Last week, the company held a meeting at its U.S. headquarters in St. Louis with distributors to discuss its strategy for dealing with the backlash, The Post learned. Among the new initiatives planned is a temporary redesign of its Budweiser and Bud Light aluminum bottles, according to a distributor who did not want to be identified.
Anheuser-Busch will produce bottles with camouflage prints and images of the ‘Folds of Honor’ program, which provides educational scholarships to the children and spouses of fallen or disabled US military service members and first responders, according to the executive.
The redesign is part of Anheuser-Busch’s effort to invest heavily in the brand this spring and summer, as Posten reported. The company started blitzing during the NFL draft at the end of April.
In some grocery stores in New York this weekend, the company offered customers a free T-shirt with the “Ultra Mom” logo for anyone who bought Michelob Ultra products.
Other likely marketing strategies, experts speculate, include discounting beer in stores and investing heavily in sports marketing, and incorporating the U.S. military and country and western music, farmers, law enforcement and first responders into their commercials.

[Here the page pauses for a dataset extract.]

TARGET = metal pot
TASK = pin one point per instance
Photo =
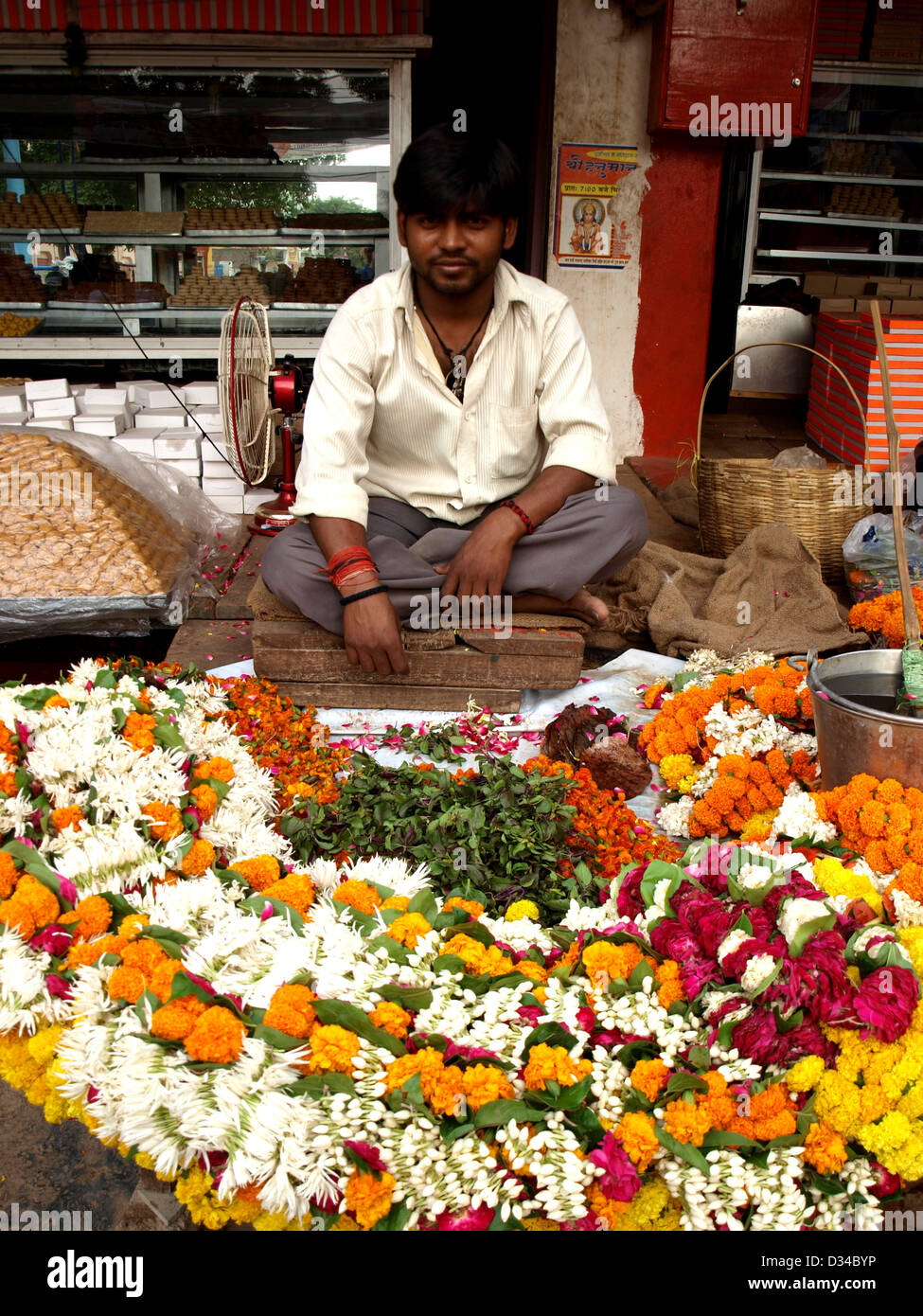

Beer drinkers across the country have registered their outrage at Anheuser-Busch for bottling Mulvaney to promote Bud Light. The brewery’s core customers chose not to order Bud Light at bars and restaurants — and, more recently, other beer brands that Anheuser-Busch owns — or pick up cases and six-packs at grocery stores.
The LGBTQ community has also condemned Anheuser-Busch for pulling back from the campaign and not defending its decision to align with Mulvaney.
Anheuser-Busch put two marketing executives — Alissa Heinerscheid, vice president of marketing, and her boss, Daniel Blake — on leave last month.
Earlier this month, the chief executive of Bud Light’s parent company Anheuser-Busch, Michel Doukeris, dismissed the Mulvaney tie.
“We need to clarify the facts that this was one can, one influencer, one post and not a campaign,” Doukeris told investors on an earnings call.